The case A is the winner in this A/B test, therefore it means that case A has the most impact on the keeping gamers hooked to the game. Extra changes in the case A has to be kept in the game as an official update. However, there may be other aspects to the A/B test. We don't know the actual maintaining costs of these cases in this question. Hence, the above results are only valid if the maintaining costs of the improvements in the test cases are assumed to be equal.

Question 5

(IF(B2="Farm Bubbles IOS",VLOOKUP(F2,'CPM 7'!A:AG,2,FALSE),IF(B2="Farm
Bubbles Android",VLOOKUP(F2,'CPM 7'!A:AG,5,FALSE))))

The corresponding Excel formula takes the IF() into account first.
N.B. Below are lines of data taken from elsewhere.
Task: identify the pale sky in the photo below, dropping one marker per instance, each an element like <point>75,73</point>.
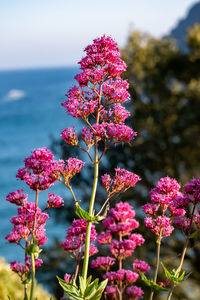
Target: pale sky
<point>50,33</point>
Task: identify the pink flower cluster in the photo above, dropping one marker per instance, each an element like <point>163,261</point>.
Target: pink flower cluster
<point>163,208</point>
<point>98,95</point>
<point>120,224</point>
<point>38,169</point>
<point>29,224</point>
<point>21,269</point>
<point>170,202</point>
<point>190,198</point>
<point>103,263</point>
<point>54,201</point>
<point>122,181</point>
<point>23,225</point>
<point>68,170</point>
<point>75,238</point>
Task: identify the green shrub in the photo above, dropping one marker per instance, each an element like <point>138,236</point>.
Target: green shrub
<point>11,286</point>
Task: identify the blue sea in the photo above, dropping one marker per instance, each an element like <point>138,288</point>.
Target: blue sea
<point>30,115</point>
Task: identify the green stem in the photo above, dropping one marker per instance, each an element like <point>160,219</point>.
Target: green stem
<point>33,277</point>
<point>157,264</point>
<point>32,255</point>
<point>87,240</point>
<point>183,254</point>
<point>93,195</point>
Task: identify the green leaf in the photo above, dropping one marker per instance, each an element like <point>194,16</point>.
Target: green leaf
<point>91,289</point>
<point>82,285</point>
<point>180,278</point>
<point>26,281</point>
<point>192,235</point>
<point>183,278</point>
<point>102,285</point>
<point>152,284</point>
<point>88,280</point>
<point>70,289</point>
<point>81,213</point>
<point>167,273</point>
<point>33,248</point>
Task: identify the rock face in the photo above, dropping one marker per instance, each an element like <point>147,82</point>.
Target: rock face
<point>180,31</point>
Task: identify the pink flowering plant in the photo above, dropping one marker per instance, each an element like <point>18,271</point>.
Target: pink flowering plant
<point>121,243</point>
<point>98,99</point>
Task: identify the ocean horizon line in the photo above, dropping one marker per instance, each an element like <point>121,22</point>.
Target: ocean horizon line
<point>38,68</point>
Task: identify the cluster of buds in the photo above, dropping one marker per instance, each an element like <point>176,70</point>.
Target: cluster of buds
<point>170,205</point>
<point>29,225</point>
<point>98,97</point>
<point>121,242</point>
<point>38,169</point>
<point>75,243</point>
<point>190,198</point>
<point>163,207</point>
<point>122,181</point>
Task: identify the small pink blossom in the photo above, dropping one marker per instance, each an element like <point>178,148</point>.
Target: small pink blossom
<point>150,209</point>
<point>54,201</point>
<point>140,265</point>
<point>103,263</point>
<point>17,197</point>
<point>70,136</point>
<point>111,291</point>
<point>104,238</point>
<point>67,277</point>
<point>137,238</point>
<point>134,292</point>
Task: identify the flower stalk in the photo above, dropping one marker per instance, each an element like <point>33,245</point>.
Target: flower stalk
<point>91,208</point>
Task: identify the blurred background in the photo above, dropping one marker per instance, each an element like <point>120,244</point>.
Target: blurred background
<point>41,43</point>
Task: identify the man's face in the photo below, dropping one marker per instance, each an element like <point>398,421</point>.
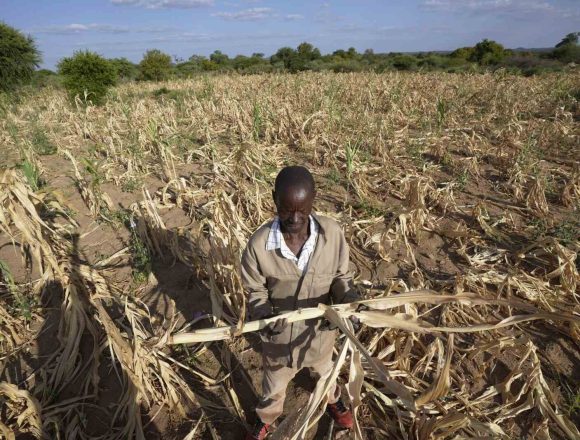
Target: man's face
<point>294,205</point>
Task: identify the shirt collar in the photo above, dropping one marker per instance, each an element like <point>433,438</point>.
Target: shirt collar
<point>276,241</point>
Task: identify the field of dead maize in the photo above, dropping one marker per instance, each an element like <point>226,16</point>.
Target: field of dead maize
<point>122,226</point>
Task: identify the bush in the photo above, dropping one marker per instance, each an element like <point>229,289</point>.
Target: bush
<point>347,66</point>
<point>19,57</point>
<point>404,62</point>
<point>488,52</point>
<point>155,66</point>
<point>568,53</point>
<point>125,69</point>
<point>530,65</point>
<point>44,78</point>
<point>87,75</point>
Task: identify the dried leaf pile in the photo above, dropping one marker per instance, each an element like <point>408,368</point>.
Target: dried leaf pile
<point>462,221</point>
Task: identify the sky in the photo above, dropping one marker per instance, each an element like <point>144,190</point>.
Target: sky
<point>181,28</point>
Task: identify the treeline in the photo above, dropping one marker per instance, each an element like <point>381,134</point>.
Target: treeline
<point>87,75</point>
<point>485,55</point>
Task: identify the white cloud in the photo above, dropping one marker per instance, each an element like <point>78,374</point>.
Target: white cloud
<point>251,14</point>
<point>165,4</point>
<point>510,6</point>
<point>293,17</point>
<point>78,28</point>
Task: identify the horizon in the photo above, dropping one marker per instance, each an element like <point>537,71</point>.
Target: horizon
<point>181,28</point>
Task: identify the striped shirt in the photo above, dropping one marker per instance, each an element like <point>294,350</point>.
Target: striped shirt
<point>276,241</point>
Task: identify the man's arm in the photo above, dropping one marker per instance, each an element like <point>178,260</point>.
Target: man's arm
<point>342,289</point>
<point>254,283</point>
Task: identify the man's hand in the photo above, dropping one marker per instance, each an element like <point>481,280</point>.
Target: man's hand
<point>275,328</point>
<point>327,325</point>
<point>355,321</point>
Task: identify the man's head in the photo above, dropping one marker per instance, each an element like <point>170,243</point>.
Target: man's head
<point>294,194</point>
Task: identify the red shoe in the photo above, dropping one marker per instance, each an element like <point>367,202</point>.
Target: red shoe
<point>341,415</point>
<point>259,431</point>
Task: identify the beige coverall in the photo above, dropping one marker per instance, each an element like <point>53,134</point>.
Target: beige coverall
<point>275,285</point>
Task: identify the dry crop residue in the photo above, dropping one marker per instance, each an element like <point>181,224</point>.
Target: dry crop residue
<point>133,228</point>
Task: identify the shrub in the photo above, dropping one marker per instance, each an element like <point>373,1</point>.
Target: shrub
<point>404,62</point>
<point>87,74</point>
<point>155,66</point>
<point>44,78</point>
<point>530,65</point>
<point>125,69</point>
<point>347,65</point>
<point>19,57</point>
<point>567,53</point>
<point>488,52</point>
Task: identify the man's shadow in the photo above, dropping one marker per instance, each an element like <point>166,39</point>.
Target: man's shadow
<point>178,293</point>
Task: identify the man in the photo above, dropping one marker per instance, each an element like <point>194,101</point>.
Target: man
<point>297,260</point>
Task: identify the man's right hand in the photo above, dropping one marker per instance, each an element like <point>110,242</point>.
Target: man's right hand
<point>275,328</point>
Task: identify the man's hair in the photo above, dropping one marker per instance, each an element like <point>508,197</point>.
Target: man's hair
<point>294,177</point>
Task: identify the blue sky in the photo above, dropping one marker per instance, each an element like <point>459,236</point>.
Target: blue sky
<point>127,28</point>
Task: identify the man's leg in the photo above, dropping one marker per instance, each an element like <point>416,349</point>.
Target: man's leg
<point>274,384</point>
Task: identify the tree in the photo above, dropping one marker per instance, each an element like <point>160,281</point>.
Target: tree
<point>283,56</point>
<point>87,74</point>
<point>463,53</point>
<point>155,66</point>
<point>221,59</point>
<point>19,57</point>
<point>571,38</point>
<point>125,69</point>
<point>404,62</point>
<point>488,52</point>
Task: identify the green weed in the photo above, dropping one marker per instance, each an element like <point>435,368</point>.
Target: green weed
<point>257,122</point>
<point>442,108</point>
<point>22,305</point>
<point>41,144</point>
<point>462,180</point>
<point>32,174</point>
<point>141,259</point>
<point>333,175</point>
<point>352,151</point>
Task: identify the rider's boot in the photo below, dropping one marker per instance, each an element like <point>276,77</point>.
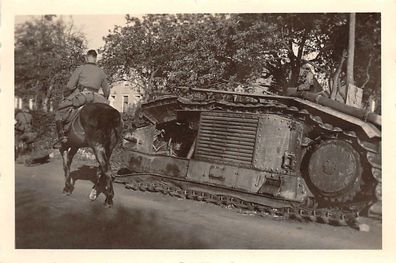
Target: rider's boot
<point>61,135</point>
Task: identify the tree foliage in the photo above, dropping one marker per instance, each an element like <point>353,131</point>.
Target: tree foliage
<point>47,49</point>
<point>220,50</point>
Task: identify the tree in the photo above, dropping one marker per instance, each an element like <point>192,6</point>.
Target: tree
<point>47,49</point>
<point>222,50</point>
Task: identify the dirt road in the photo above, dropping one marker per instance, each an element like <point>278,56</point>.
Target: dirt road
<point>45,218</point>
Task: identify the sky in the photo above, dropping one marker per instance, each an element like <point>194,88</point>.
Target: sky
<point>95,27</point>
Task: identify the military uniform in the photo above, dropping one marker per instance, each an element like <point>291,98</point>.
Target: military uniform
<point>83,87</point>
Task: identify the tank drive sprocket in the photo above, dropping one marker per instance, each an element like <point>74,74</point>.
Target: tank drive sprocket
<point>334,171</point>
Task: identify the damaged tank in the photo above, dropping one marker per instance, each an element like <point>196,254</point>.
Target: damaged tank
<point>302,156</point>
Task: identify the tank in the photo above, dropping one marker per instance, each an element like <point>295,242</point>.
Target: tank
<point>302,156</point>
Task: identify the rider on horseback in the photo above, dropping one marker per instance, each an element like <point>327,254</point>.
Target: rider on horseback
<point>82,88</point>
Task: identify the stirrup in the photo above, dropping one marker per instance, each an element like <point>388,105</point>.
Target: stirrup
<point>59,142</point>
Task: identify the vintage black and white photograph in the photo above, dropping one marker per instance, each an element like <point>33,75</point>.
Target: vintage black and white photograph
<point>198,131</point>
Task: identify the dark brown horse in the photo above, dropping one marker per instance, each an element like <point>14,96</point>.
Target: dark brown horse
<point>98,126</point>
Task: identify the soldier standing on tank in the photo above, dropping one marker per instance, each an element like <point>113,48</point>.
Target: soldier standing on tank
<point>82,88</point>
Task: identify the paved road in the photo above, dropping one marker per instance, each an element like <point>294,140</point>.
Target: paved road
<point>45,218</point>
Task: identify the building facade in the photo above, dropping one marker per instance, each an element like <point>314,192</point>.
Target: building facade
<point>124,95</point>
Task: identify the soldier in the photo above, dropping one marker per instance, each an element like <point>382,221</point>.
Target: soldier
<point>82,88</point>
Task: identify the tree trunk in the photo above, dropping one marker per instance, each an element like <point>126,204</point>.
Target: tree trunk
<point>336,77</point>
<point>351,50</point>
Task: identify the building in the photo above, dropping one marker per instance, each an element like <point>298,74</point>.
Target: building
<point>124,95</point>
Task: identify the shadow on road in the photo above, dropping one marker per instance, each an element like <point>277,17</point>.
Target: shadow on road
<point>39,226</point>
<point>85,172</point>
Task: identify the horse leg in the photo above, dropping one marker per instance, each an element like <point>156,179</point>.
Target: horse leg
<point>105,177</point>
<point>67,156</point>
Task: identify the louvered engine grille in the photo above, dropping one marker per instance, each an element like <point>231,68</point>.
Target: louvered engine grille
<point>227,137</point>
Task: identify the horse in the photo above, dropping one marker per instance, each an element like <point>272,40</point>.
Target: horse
<point>98,126</point>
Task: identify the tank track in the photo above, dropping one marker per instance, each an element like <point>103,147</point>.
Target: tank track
<point>285,210</point>
<point>336,212</point>
<point>369,151</point>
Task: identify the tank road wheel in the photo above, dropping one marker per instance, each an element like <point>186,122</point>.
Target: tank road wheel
<point>334,171</point>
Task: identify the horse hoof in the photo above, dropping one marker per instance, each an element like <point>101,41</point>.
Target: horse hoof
<point>93,195</point>
<point>66,192</point>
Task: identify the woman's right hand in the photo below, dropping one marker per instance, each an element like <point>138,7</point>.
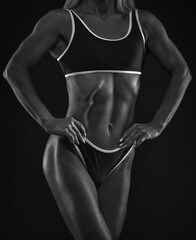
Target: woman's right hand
<point>68,127</point>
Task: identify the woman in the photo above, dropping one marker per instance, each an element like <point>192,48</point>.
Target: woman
<point>101,48</point>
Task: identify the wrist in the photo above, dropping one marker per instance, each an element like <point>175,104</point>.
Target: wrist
<point>45,122</point>
<point>158,126</point>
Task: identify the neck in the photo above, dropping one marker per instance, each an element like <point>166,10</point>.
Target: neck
<point>101,8</point>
In this questions given table row, it will evaluate the second IF inside the first IF, because first IF condition is evaluated as FALSE. Second IF condition only have the execution command if it is TRUE, because it has to be TRUE if the first IF condition is FALSE. VLOOKUP function is executed and the function searches for F column country code in the column A of the sheet named CPM 7. It returns the value in the E column with the matched country codes.

Question 6

We are asked to plot a data contained in a table, which are multivariate time series data. Table has been copied to an Excel file and exported a .csv output of the table. Then it is loaded into R.
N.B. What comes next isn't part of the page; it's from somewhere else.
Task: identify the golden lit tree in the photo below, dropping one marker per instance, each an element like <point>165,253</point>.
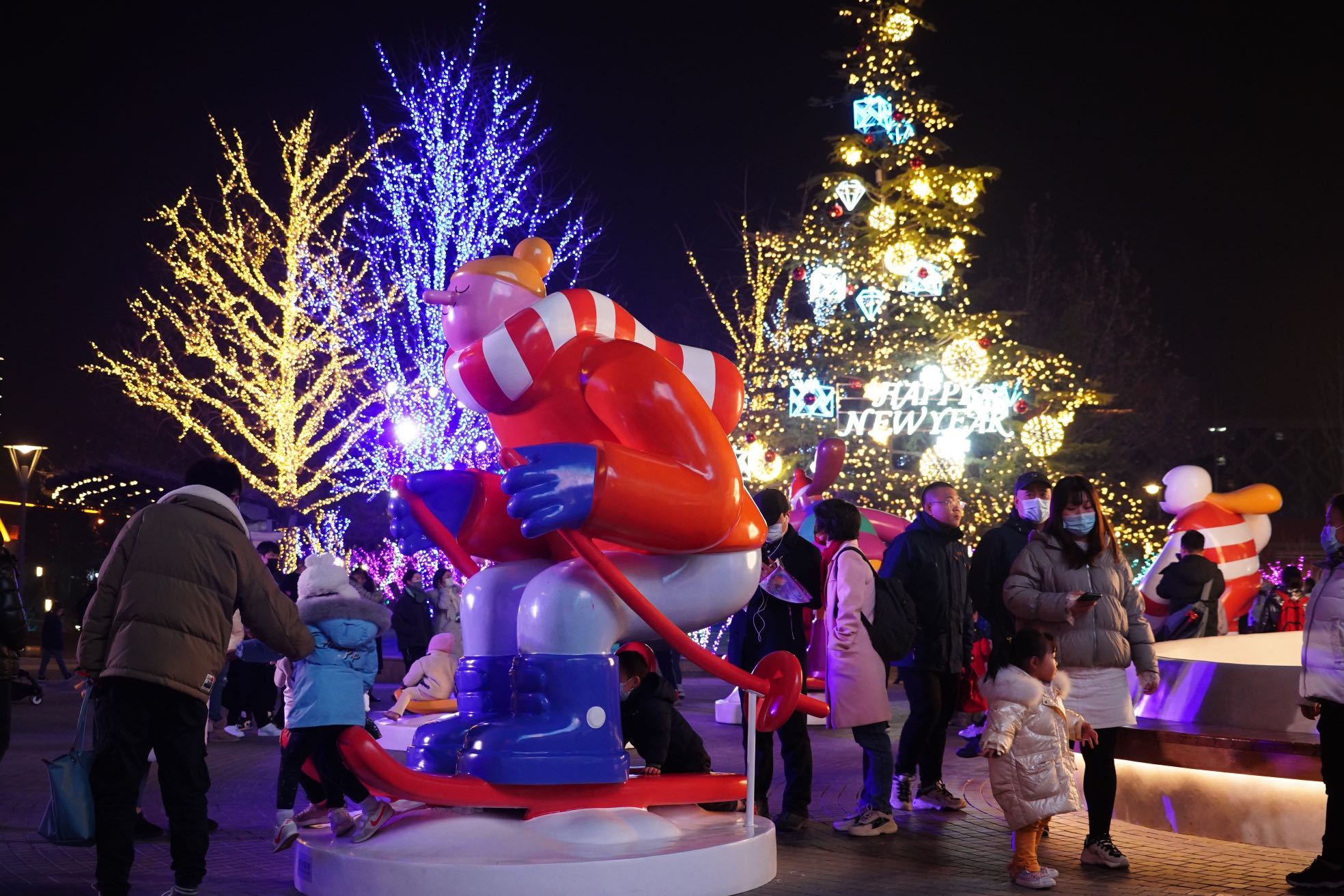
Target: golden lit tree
<point>858,322</point>
<point>249,347</point>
# Loading the necessary packages for plotting
library(ggplot2)
library(plotly)
# Reading the data into R
data <- read.csv("q6.csv", header = T, sep = ";")
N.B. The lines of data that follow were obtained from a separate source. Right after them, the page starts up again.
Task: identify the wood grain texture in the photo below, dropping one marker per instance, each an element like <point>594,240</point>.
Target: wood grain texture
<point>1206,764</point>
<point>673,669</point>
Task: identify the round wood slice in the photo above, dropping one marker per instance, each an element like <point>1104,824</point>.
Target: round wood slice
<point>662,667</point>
Since we have a date variables in the Date column, it should be converted into Date class to show it properly on the x-axis of the plot.

# Converting the Date column to Date class
data$Date <- as.Date(data$Date, format = "%d.%m.%Y")

After that, since the dates are in the wrong order, whole data frame is flipped. Then, to be able to plot the lines, the count data contained in the Total, Organic, and Paid columns are transformed into numeric values. gsub() function is used to replace commas with nothing in order to achieve a numerical form. Then they are transformed with as.numeric() function.

# Transforming the columns to numeric class. This is done to be able to plot numeric values.
data <- data[nrow(data):1, ]
data$Total <- as.numeric(gsub(",", "", data$Total))
data$Organic <- as.numeric(gsub(",", "", data$Organic))
data$Paid <- as.numeric(gsub(",", "", data$Paid))

Time series plot of the data is created with the ggplot2 package and converted into plotly form, in order to achieve interactivity in the plot.

# Time series plot of the data using ggplot2 package
g16 <- ggplot(data, aes(x = Date, y = Total)) +
        geom_line(aes(col = "Total"), lwd = 1.5) +
        geom_line(aes(y = Organic, col = "Organic"), lwd = 1.5) +
        geom_line(aes(y = Paid, col = "Paid"), lwd = 1.5) +
        scale_x_date(date_labels = "%Y %b %d") +
        xlab("Date") +
        ylab("Install") +
        labs(title = "Time Series Plot of Install Types") +
        theme(plot.title = element_text(hjust = 0.5))
g16_plotly <- ggplotly(g16)
g16_plotly <- div(g16_plotly, align = "center")
g16_plotly